Rather than OpenCL they have invested in HIP which can target AMD or NVIDIA cards.
Can HIP run on AMD consumer Radeon cards? I'm trying to find the best option to write GPGPU code that runs on other people's machines with hardware I have no control over. I thought OpenCL would become the best way to write code that could run on all PCs and mobile phones, but from my research the GPGPU landscape looks more fragmented for each year.
Not officially supported... and no ROCm/HIP at all on Windows.
OpenCL is supported via ROCm on the new consumer GPUs now, so if the stars align HIP support might come too. The lack of announcements doesn't inspire much confidence though, especially compared to NVIDIA's always-on PR machine.
Is HIP continually evolving ala CUDA? For instance, every new version of CUDA seems to jam in new features to get things to launch faster, use less memory, be easier to use, etc.
It doesn't work on their new GPUs and many others. It's Linux only and etc.
They have invested and it works pretty well. But CUDA has such a huge lead and is the default. Most users dont care about the hardware but they also dont care enough about the cost. And the really price sensitive users are running their own clusters under their desks using gaming GPU’s.

A more detailed explanation (ROCm section) https://timdettmers.com/2020/09/07/which-gpu-for-deep-learni...

According my research and others' comment, OpenCL is mess, so filled with boilerplate that it is just an interface to each companies own approach. Cuda actually encapsulates GPU computation.

AMD has HIP, which is closer the Cuda but HIP seems less developed.

But I believe the basic problem is AMD doesn't make sufficiently high end GPUs to compete with Nvidia in ML.

Personally, I don't care what happens in the cloud, just what I can buy.
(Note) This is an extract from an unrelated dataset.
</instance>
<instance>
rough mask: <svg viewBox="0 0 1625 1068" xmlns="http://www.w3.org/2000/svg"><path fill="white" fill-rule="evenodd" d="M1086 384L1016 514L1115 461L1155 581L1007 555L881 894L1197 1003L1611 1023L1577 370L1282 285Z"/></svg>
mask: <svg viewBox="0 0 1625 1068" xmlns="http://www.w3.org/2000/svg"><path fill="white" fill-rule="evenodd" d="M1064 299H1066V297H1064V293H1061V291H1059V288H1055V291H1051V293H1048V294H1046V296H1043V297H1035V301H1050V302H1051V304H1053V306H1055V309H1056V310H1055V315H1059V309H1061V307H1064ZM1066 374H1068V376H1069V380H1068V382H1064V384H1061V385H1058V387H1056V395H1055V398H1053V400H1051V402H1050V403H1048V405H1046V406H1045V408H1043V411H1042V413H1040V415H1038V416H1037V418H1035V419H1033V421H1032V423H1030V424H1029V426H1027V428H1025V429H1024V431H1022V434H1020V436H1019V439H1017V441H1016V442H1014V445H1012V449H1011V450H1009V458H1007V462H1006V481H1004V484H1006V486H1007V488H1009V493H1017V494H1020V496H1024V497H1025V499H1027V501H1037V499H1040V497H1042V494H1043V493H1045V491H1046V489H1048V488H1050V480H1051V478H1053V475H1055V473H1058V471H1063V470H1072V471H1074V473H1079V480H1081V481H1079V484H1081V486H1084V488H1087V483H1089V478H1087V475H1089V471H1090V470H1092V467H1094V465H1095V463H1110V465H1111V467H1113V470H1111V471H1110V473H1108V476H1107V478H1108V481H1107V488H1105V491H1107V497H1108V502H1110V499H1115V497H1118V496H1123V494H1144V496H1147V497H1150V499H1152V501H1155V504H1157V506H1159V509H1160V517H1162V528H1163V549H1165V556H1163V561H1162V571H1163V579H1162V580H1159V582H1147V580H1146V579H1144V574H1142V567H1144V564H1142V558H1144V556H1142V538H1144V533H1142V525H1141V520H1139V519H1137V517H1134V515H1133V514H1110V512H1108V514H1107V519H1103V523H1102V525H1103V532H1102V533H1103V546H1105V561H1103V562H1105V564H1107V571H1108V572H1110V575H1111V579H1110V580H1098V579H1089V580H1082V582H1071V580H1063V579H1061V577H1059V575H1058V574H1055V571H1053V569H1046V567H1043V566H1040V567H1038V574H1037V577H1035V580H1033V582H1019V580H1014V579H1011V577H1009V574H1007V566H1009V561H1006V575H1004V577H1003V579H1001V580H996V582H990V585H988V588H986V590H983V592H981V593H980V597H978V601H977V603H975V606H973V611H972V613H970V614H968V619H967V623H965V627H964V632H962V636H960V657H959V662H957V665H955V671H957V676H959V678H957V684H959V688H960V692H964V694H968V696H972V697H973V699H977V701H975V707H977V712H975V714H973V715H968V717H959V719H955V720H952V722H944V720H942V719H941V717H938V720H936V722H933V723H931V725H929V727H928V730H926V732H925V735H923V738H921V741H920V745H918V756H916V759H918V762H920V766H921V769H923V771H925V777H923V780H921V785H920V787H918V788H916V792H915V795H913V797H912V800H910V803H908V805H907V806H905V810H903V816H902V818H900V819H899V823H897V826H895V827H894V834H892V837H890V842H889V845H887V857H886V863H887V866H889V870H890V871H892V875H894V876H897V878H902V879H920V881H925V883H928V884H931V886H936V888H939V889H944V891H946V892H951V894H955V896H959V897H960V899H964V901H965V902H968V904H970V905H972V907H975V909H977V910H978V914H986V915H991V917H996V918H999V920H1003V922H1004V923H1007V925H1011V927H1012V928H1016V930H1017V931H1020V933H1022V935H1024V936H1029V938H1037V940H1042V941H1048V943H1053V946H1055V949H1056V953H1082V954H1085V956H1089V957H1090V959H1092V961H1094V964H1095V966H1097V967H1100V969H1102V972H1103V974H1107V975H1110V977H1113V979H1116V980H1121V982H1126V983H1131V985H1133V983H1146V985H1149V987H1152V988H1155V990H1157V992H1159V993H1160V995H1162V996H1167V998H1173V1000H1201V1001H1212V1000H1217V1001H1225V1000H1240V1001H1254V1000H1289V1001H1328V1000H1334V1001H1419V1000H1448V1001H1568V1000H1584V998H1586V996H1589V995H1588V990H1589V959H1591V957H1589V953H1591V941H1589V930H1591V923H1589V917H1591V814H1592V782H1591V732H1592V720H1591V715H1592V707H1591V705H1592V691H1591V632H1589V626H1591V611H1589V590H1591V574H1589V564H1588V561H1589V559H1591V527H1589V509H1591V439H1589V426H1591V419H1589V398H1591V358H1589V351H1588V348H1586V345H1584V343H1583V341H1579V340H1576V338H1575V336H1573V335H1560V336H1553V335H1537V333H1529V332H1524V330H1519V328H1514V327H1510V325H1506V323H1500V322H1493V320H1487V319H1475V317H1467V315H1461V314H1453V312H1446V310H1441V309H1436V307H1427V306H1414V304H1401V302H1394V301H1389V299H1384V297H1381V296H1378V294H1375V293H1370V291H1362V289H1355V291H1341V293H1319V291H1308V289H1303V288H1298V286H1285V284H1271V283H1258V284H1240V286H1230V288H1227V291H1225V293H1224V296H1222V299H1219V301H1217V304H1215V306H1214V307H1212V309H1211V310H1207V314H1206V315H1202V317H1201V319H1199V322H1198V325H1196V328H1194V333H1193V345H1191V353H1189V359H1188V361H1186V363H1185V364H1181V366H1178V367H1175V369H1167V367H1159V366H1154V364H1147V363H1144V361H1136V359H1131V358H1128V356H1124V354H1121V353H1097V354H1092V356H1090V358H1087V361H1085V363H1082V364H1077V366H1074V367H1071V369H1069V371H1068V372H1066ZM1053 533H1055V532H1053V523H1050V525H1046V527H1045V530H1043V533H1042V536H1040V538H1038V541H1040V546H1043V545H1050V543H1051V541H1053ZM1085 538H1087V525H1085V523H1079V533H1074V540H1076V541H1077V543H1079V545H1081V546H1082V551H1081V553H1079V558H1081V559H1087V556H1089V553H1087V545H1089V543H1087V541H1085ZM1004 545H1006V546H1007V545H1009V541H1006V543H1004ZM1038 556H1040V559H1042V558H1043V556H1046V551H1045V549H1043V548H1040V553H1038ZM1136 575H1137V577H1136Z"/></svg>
I would note Nvidia does have competition in the cloud from Google's TPUs and I assume any large cloud vendor is going to negotiate with Nvidia. While I'd love AMD to be cost-effective for ML somewhere, it seems they aren't 'cause that's not what they're targeting.

As someone who worked deeply with OpenCL at one point, it's because it went off the rails and became a useless hodge-podge. They recently announced that V3 is basically a reversion to 1.0, and that is the first good decision they've made in a while.